A complete dataset can be packaged as a single ZIP file (see sample here) containing various files with embedded ingestion instructions. Ingestion packages make it easy to construct reproducible datasets that can be shared with other users or reloaded at a later date.

Loading an ingestion package

An ingestion package may be loaded into SemTK using UtilityClient.execLoadIngestionPackage(...)

This function requires parameters defaultModelGraph and defaultDataGraph. These graphs are used anywhere that the model or data graph is not specified within the ingestion package contents.

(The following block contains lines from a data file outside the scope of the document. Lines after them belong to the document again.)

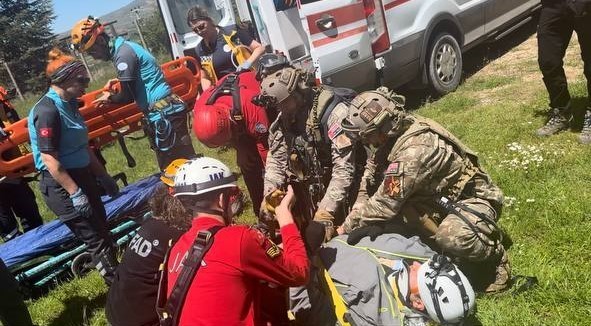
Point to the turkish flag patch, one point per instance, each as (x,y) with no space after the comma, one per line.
(393,186)
(393,168)
(45,132)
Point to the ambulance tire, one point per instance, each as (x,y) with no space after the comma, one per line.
(81,264)
(444,66)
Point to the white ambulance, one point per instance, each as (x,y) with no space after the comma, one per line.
(363,43)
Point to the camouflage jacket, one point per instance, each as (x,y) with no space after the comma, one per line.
(328,148)
(405,175)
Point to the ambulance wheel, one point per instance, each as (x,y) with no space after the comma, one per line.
(81,264)
(444,67)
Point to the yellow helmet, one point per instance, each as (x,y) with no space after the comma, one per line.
(85,32)
(171,170)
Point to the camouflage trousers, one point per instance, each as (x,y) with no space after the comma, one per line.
(479,242)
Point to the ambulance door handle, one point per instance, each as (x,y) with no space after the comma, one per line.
(325,22)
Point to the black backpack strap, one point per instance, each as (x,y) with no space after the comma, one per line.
(162,281)
(170,314)
(230,86)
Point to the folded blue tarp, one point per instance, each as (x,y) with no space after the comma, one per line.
(49,236)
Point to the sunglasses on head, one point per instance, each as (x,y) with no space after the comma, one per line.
(82,80)
(199,27)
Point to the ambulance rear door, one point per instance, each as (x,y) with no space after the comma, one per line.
(340,44)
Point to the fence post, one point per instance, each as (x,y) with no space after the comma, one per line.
(20,95)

Ingestion package contents

An ingestion package zip file must contain a top-level manifest file named manifest.yaml. This is the entry point for the ingestion process and will orchestrate loading all the subsequent ZIP file components.

Manifest file

Manifest files are stored in YAML format. A manifest file contains:

Name and description information
A list of ingestion steps
The model and data graphs used by the components of the manifest
Extra instructions for completing the ingestion process

name: "short name"
description: "optional long package description"
footprint:
    model-graphs:
      - "http://rack001/model"
    data-graphs:
      - "http://rack001/data"
steps:
  - manifest: another.yaml
  - model: model-manifest.yaml
  - data: data-manifest.yaml
  - nodegroups: nodegroup-directory
  - copygraph:
      from-graph: "http://source/graph"
      to-graph: "http://destination/graph"
copy-to-graph: "http://target/graph"
perform-entity-resolution: "http://target/graph"

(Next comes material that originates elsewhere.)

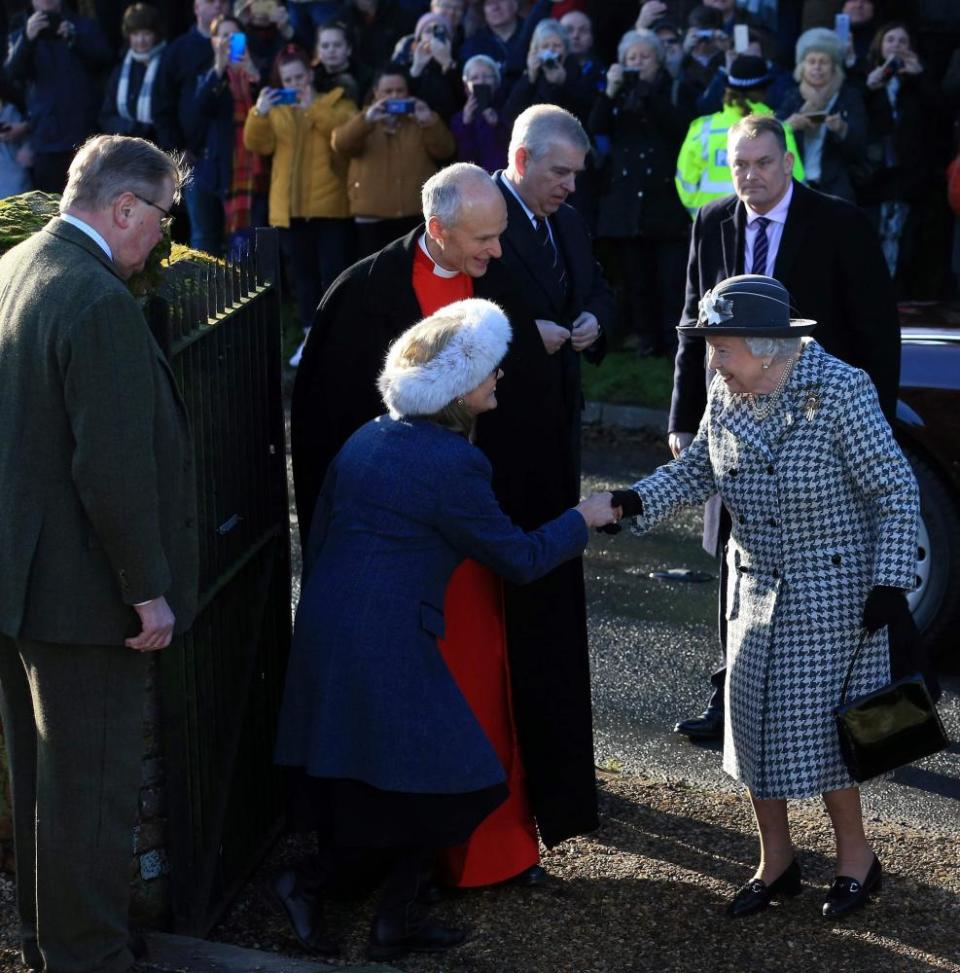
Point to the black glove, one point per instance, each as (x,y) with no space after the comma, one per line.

The name and description fields are informational.

The footprint section is optional, and contains a list of model and data graphs loaded by this ingestion package. If provided, these graphs may be used in several places: 1) by API to create a connection string (e.g. to view the new data for SPARQLgraph) 2) optionally cleared before loading, if specified via API call and 3) optionally copied via copy-to-graph (see below)

The steps section is required. It describes the sequential process of loading this ingestion package. This section must be a list of singleton maps. There are five step types:

manifest: points to a sub-manifest YAML file to process
model: points to a model ingestion YAML file to process
data: points to a data ingestion YAML file to process
nodegroups: points to a directory of nodegroups to process
copygraph: executes a data copy from one graph to another. Specify source and target graphs with the keys from-graph and to-graph.

The copy-to-graph field is optional. When provided, it copies the footprint graphs to the target graph.

The perform-entity-resolution field is optional. When provided, it performs entity resolution within the target graph.

All file paths are resolved relative to the location of the manifest YAML file.

Model manifests

Models are indexed by a YAML file using the following top-level keys:

model-graphs: a model graph to be used for ingestion (currently supports only a single model graph)
files: a required list of the OWL files that constitute the model.

Data manifests

Data files are indexed by a YAML file using the following top-level keys:

model-graphs: model graph(s) to be used in the ingestion connection
data-graph: a data graph to be used for ingestion
extra-data-graphs: read-only data graphs used for lookups
ingestion-steps: specifies data to load, following one of these examples:
- {class: "http://class/uri", csv: "activities.csv"} (load CSV file using the specified class URI, via automatically generated ingestion nodegroup)
- {nodegroup: "Nodegroup 1", csv: "activities.csv"} (load CSV file using the specified nodegroup)
- owl: data.owl (load OWL file as data)

Nodegroup directories

A directory containing nodegroup JSON files with metadata in store_data.csv, as may be generated using SemTK's export nodegroup functionality.